Assume a solution of the form E(r,t) = R(r)T(t) and plug that into the DE. Then, separate all terms that depend on r from all terms that depend on t on opposite sides of the equal sign. The two sides have to be equal to a constant, since if you vary r on one side, then in order for it to be equal to all the terms that depend on T on the other side, t would have to change unless both sides were constant.

You thus get two sepearte ODEs, one for R(r) and one for T(t), which you can then solve.
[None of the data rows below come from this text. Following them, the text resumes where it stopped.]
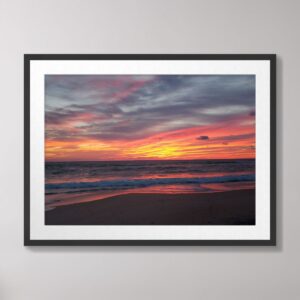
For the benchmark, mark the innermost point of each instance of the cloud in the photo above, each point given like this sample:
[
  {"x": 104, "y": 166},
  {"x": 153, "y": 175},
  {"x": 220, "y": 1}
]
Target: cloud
[
  {"x": 203, "y": 138},
  {"x": 128, "y": 107}
]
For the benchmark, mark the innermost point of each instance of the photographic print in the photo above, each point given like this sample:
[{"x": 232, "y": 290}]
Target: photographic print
[{"x": 135, "y": 153}]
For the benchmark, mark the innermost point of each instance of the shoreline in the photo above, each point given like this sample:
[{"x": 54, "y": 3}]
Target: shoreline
[{"x": 235, "y": 207}]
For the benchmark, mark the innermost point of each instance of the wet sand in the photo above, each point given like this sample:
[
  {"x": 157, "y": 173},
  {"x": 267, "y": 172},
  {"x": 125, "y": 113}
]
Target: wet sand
[{"x": 220, "y": 208}]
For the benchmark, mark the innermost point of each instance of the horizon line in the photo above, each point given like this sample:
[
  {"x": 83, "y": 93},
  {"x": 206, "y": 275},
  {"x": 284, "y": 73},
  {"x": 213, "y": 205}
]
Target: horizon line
[{"x": 132, "y": 160}]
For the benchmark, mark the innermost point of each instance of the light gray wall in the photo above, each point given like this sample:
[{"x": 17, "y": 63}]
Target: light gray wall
[{"x": 144, "y": 26}]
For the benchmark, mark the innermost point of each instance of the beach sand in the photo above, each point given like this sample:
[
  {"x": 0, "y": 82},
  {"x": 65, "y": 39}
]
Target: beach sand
[{"x": 219, "y": 208}]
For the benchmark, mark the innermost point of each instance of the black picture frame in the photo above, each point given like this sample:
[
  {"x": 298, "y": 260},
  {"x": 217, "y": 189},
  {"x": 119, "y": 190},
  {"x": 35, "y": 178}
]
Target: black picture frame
[{"x": 31, "y": 57}]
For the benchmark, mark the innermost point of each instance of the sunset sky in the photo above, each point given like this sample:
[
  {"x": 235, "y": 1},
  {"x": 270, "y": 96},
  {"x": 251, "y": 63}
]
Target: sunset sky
[{"x": 129, "y": 117}]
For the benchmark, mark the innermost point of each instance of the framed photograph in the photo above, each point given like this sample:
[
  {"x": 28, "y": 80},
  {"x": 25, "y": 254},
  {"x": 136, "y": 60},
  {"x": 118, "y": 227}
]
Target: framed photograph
[{"x": 150, "y": 149}]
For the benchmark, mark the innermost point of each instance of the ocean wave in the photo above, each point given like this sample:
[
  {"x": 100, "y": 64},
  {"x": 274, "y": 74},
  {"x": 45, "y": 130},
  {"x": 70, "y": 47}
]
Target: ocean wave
[{"x": 139, "y": 183}]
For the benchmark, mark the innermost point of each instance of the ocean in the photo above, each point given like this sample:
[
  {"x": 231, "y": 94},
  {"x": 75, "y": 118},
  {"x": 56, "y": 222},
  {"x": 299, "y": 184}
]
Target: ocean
[{"x": 74, "y": 182}]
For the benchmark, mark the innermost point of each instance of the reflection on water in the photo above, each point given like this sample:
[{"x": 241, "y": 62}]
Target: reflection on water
[{"x": 75, "y": 182}]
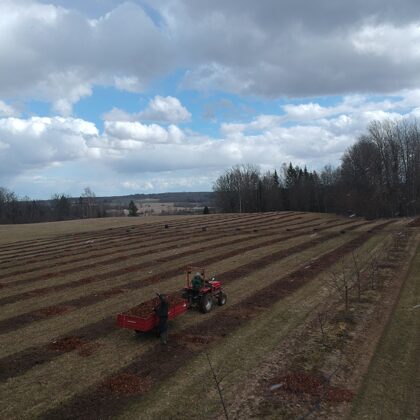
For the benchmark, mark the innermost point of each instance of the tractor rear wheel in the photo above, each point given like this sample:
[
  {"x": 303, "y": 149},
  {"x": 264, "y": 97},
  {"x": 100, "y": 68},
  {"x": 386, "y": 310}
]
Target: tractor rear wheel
[
  {"x": 222, "y": 298},
  {"x": 206, "y": 303}
]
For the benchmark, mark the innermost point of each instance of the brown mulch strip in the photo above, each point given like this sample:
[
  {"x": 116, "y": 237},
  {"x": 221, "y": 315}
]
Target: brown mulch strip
[
  {"x": 114, "y": 260},
  {"x": 122, "y": 238},
  {"x": 20, "y": 362},
  {"x": 84, "y": 347},
  {"x": 67, "y": 344},
  {"x": 112, "y": 292},
  {"x": 312, "y": 385},
  {"x": 415, "y": 222},
  {"x": 26, "y": 318},
  {"x": 53, "y": 311},
  {"x": 161, "y": 364},
  {"x": 126, "y": 384}
]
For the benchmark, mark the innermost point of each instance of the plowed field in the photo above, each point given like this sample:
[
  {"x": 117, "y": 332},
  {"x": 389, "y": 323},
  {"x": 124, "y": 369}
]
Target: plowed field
[{"x": 62, "y": 355}]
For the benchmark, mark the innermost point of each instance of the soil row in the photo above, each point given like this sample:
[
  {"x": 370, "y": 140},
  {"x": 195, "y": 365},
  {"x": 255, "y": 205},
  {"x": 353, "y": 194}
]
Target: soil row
[
  {"x": 137, "y": 239},
  {"x": 110, "y": 234},
  {"x": 21, "y": 320},
  {"x": 21, "y": 362},
  {"x": 30, "y": 244},
  {"x": 133, "y": 244},
  {"x": 155, "y": 365}
]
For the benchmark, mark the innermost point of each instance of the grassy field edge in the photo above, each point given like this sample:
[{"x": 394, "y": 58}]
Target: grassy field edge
[{"x": 391, "y": 388}]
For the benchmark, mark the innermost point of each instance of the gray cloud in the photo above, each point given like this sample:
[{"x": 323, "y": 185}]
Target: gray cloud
[{"x": 269, "y": 48}]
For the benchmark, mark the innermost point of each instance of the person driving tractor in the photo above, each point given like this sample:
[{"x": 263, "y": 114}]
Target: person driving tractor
[{"x": 197, "y": 282}]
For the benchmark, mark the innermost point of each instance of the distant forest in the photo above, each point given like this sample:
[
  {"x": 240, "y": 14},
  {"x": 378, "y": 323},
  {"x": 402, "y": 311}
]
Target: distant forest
[
  {"x": 379, "y": 176},
  {"x": 63, "y": 207}
]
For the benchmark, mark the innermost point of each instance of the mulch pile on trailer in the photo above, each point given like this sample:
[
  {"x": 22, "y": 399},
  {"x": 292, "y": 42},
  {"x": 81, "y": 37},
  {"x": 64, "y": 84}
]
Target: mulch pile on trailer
[
  {"x": 126, "y": 384},
  {"x": 53, "y": 310},
  {"x": 312, "y": 385},
  {"x": 145, "y": 309}
]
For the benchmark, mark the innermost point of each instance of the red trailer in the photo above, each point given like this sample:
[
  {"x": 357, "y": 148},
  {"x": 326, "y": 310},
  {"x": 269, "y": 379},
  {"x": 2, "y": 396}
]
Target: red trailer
[{"x": 142, "y": 318}]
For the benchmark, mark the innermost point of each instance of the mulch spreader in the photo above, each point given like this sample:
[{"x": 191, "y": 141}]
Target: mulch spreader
[{"x": 143, "y": 318}]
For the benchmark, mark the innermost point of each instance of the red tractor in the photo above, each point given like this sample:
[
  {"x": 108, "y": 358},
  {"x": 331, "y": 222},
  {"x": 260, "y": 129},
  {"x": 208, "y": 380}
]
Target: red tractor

The T one should be easy, and the R one probably gives you a bessel function solution.
 
and from the time part of the function, you will see what sign your separation constant must be in order to fulfill the BC's of the time part.
 
Thank you both.

My equation derives from

\partial_{r} \frac{1}{r} \partial_{r} \left( rE \right) = \frac{1}{c^2} \partial_{t} ^2 E

After some internet research, it looks a lot like the Laplacian in cylindrical coordinates which is

\frac{1}{r} \partial_{r} \left( r\partial_{r} E \right) = 0

The general solution to this one is a linear combination of the Bessel function of the first kind and the Bessel function of the second kind.

For E(r,t) to be separable as R(r)T(t) there can't be solutions having terms such as (kx-wt), right? However, the first approximation is separable as

E= E_{0} \frac{r_{0}}{r}exp(iwt), where I included some boundry conditions.

Any hints for what I need to do next?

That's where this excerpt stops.